Here are some notes I have from running Discord games as a GM for two months. I'll post the list here and go deeper into them if you scroll down.
- Keep games short, like 2 hours
- Encourage using webcams
- Take a 10 minute break halfway through
- Use a rules-light system
- Dice Maiden or other dice bots are a must
- Use good mics and headphones
- Practice theater of the mind
1. Short games
I miss 4+ hour games of riveting role play, nail biting action, etc. However I do not enjoy games of that length over Discord. There's no real ability to get up and grab a soda from the kitchen yet still hear everything and not lose the context of the scene. Even getting up to stretch can be a hassle, making sure not to distract too much from the other players or even maxing out the length on your headphone cable. Treat it more like a mainstream movie's run time- 2 and a half hours at most. This means the session will need to be all killer, no filler, at least from a GM prep perspective. You can certainly go over if everyone is engaged and no one is drifting off. I find this is most helpful because most people are working from their laptops and may get fatigued from spending another 3-4+ hours at it if not unchecked.
2. Use Webcams
I encourage this, though I don't mandate it. Some may not be able to afford a nice one, and a crappy one is about as good as not having one. They help discourage players getting on their phone as well. If everyone makes an effort to look at the camera when they speak, you can approximate eye contact. There's also a cool hack to try and make eye contact more immersive here.
3. Take Breaks
For some reason, I've found that it's super easy to forget to take breaks. Let your players know ahead of time so they don't have to have anxiety about when they should time a potty break. Make it 10 minutes so they have enough time to use the bathroom, grab a drink, pop some popcorn, and maybe talk about stuff outside of the game before diving back in.
4. Use Rules-light
Unless you and your players are really married to a particular system, play rules-light. Not having to look up rules, remember formulas for rolls, or even something as common as handling initiative makes for a much faster flow. Here are some that I like and can recommend:
- Into the Odd / Electric Bastionland
- The Black Hack
- Tiny D6
- Lasers & Feelings (and its many hacks)
- World of Dungeons
- anything by Grant Howitt
- Fate Accelerated Edition
- Lady Blackbird
- Maze Rats
- maybe a PbtA
5. Dice Maiden Enables Trust
Dice Maiden is a great Discord bot for rolling. It provides robust formulas but a basic roll is as simple as
!roll d20. You can also label them so it's easier to go back and see which roll was for what. Try to insist players label their rolls or else they may still do the age old trick of "Oops I rolled, does that count?" Just like real dice, some nights it will feel like that Dice Maiden is out to get you.
6. Get Good Equipment
This should be for everyone, but you can't really force it on your players due to cost: get a headphone set with a built in mic. At the very least have everyone use headphones or earbuds. Not having audio bleed is essential with virtual gaming. This eliminates the "could everyone mute one by one until we find out who's making the echo?" issue. Even if echo isn't an issue, not having to use a laptop's crappy mic helps audio clarity and prevents asking players to repeat themselves constantly.
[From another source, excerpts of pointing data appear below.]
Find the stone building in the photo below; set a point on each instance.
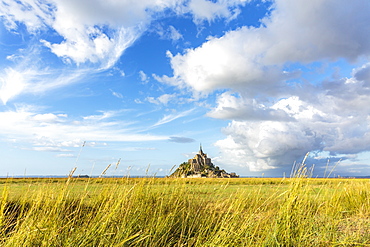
(201, 167)
(200, 161)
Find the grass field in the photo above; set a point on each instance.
(297, 211)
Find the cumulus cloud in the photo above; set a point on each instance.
(255, 58)
(88, 36)
(332, 123)
(181, 139)
(163, 99)
(276, 115)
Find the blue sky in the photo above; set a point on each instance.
(258, 83)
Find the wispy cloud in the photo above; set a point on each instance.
(52, 132)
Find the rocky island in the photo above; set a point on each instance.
(201, 166)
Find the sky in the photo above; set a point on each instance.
(141, 84)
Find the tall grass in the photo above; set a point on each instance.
(298, 211)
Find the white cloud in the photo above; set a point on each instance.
(334, 120)
(295, 32)
(204, 10)
(172, 117)
(163, 99)
(55, 132)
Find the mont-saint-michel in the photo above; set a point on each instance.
(201, 166)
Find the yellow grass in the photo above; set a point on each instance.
(297, 211)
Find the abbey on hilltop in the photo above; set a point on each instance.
(201, 166)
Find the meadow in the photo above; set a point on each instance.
(299, 211)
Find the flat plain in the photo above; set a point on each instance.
(299, 211)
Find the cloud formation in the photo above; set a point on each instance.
(88, 36)
(277, 115)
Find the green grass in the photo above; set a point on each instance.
(185, 212)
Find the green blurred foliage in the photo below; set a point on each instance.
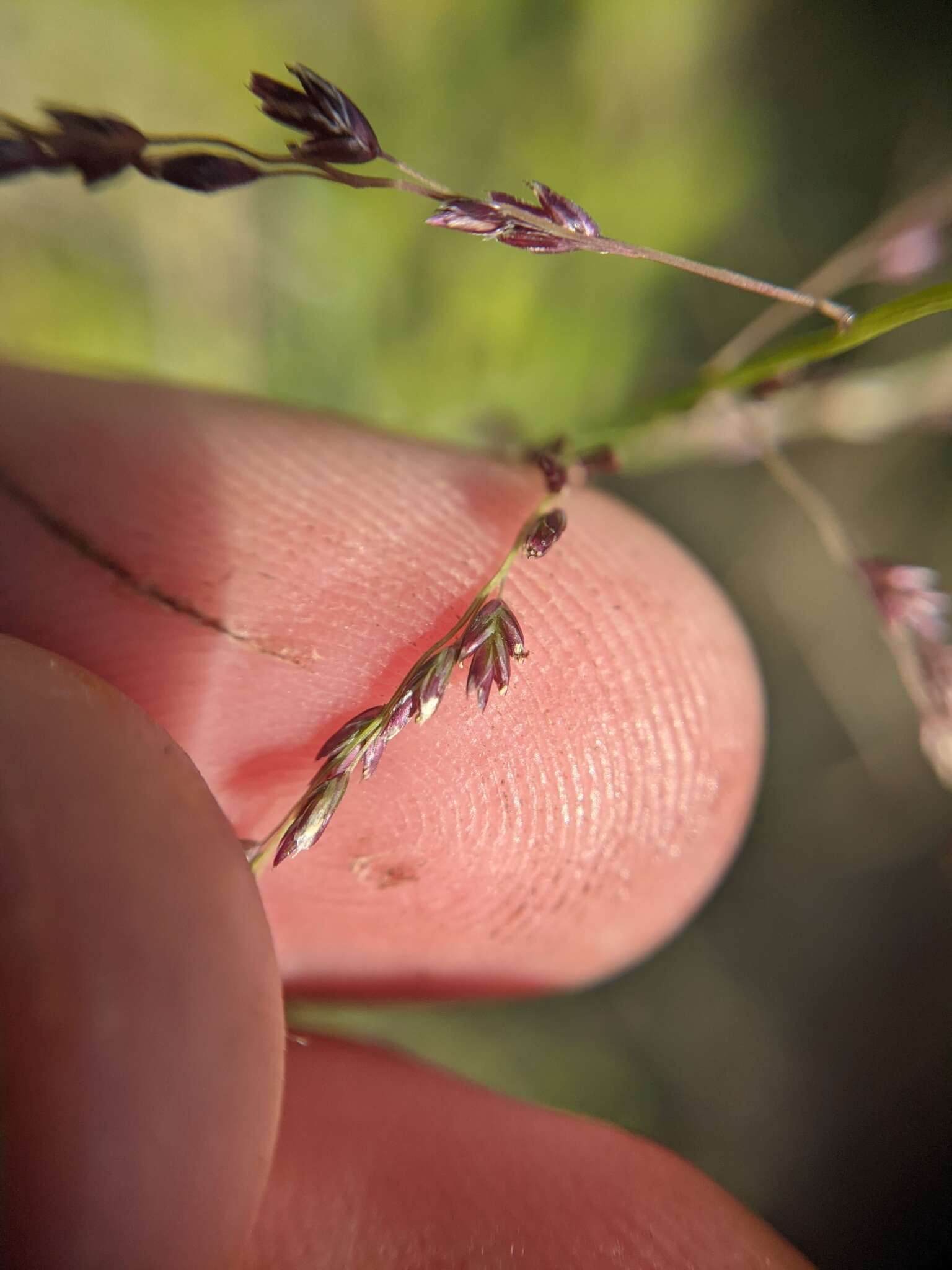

7. Practice Theater of the Mind
Get good at theater of the mind, if your system allows for it. On every player's turn describe what the current scene looks like, in terms of actions and positioning, and what just happened. Emphasize what's out of balance in the scene- a dam about to burst, a fire about to flare up, an innocent person about to die. Pick up some adjectives to help differentiate this cavern, road, bridge, city street, forest, etc from the last one. Make sure something can happen in every scene you set, and if not, transition the players through it very quickly.
And finally, (this isn't a Discord tip), I've found that the Return of the Lazy Dungeon Master book has been essential in tightening up my game. The time constraints and needing to be evocative are reinforced by having the flexible prep that the Lazy DM makes you do if you follow their system.